Eli always took forever. Today was no exception. While he checked out
every book on every shelf in the kiddie-lit area I pretty much stood in
one spot and zoned, my mind on Roone, thanks to Dayna. Lost in my
thoughts, I didn't immediately register the sound of crying. When I did,
I came to life and shot around the closest stack only to find Eli there
and in tears. Some guy wearing baggy jeans and a faded hoodie was
squatting next to him.

I instantly slipped into protector mode. "Eli?"

They both turned. The guy stood.

"Roone!" Flustered on a couple of levels, I rushed forward. "What's
wrong, buddy?"

"T-t-they d-don't h-have it." Huge tears rolled down Eli's cheeks.

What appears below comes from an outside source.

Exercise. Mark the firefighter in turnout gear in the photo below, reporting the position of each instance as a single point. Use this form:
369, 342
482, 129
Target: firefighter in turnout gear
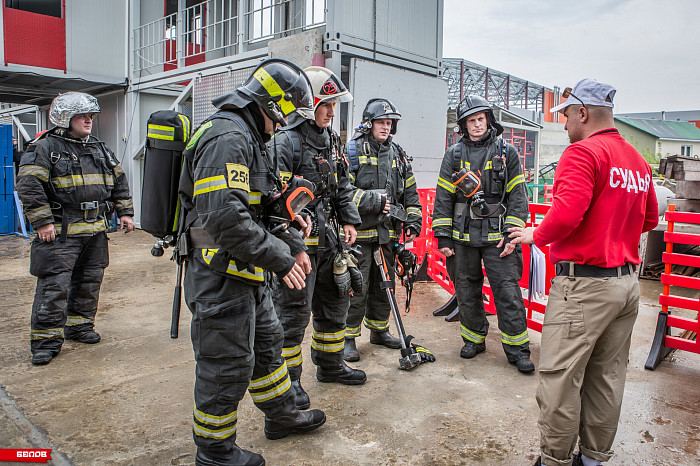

I was clueless. "Have what?"

"The car book."

"Oh." Duh. Some big sister I made. "I'm so sorry. Are you sure? I'll
help you look."

By then Roone looked a little flustered, himself. "He belongs to
you?"

"Yeah." I kissed the top of Eli's precious head before I turned to the
shelf where the librarian had once told us it would be. No book. "You
know what? I think we should go to Barnes and Noble and buy it. That way
you can keep it forever."

Eli's smile lit up the room. I melted into a puddle of goo and took my
usual mental snapshot. Roone's arm just might've gotten in the shot.

Click!

"What book is he looking for?" asked Roone.

I explained.

He nodded at Eli. "I'm really liking cars, too. Your sister's got a
cool ride."

I'm really liking cars?
His wording threw me off, so I
remembered my manners a little late. "Thanks. Eli, this is my friend from
school, Roone Thorsen. Roone, this is Eli, my brother."